Dispatch returns two functions. The first function returns a boolean result which indicates whether the remote call has completed or not. The second blocks until the remote call is complete, and then returns the result.

Composite Trees
The description of how composite trees will be implemented is extremely tentative and incomplete. In actuallity, much of what follows is a description of the lower-level method used to implement composite declarations. The actual declarations will be written using define composite and define node forms, which will be transformed into the form described below using Dylan macros.

Rationale for Recent Chagnes

Lots of stuff in the preceding explanation is under consideration for change. The biggest thing is eliminating the send and construct, and rebuilding the par construct to do something closer to map and reduce.

The alternative way of implementing parallelism that we're considering is to allow methods to be located on a particular processing node. Remote calls can be managed by assigning each method to an environment, and altering the method lookup system to include the ability to send a method to trigger the invocation of a method in the environment in which is resides.

To make this alternative work, we need to work out a set of method selection rules that will decide which environment the method belongs to. The problem comes about mainly in calls which involve multiple objects:

For example, consider the following call:

search(r1,x,#[1,2,3],r2)

In this code, suppose that r1 is a remote object living in environment env1, and r2 is a remote object living in environment r2. The semantics for this call could be defined in four different ways:

  1. execute a local search method in the current environment, with remote references to r1 and r2.
  2. execute the search method for the call in environment e1, with r2 as a remote argument and pass x and #[1,2,3] in a message.
  3. execute the search method for the call in environment e2, with r1 as a remote argument and pass x and #[1,2,3] in a message.
  4. reject the call as invalid since its remote arguments are not aligned.

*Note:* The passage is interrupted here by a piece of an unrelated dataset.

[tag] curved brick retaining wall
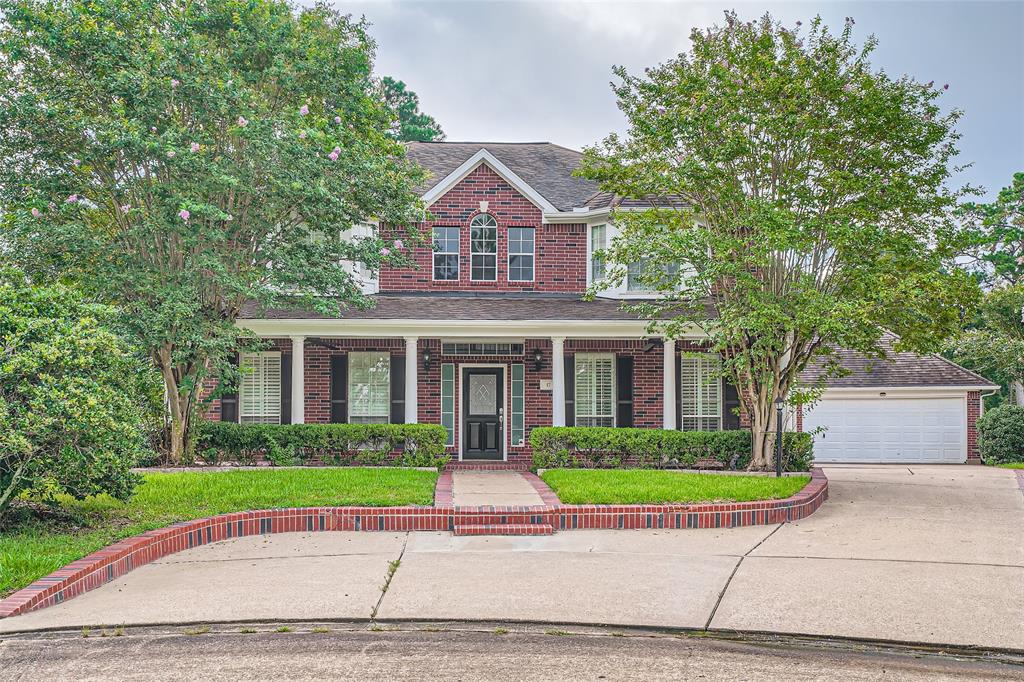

My current inclination is the last: I like the semantics of it. Dylan tends to be fairly applicative value oriented; so it makes sense that objects that aren't specifically remote objects should be transportable in a message, and that the location where the call occurs should be the location where the remote objects are located.

One obvious limitation to the above is that a call involving a remote object will only be treated as a remote call if the object is a specializing argument.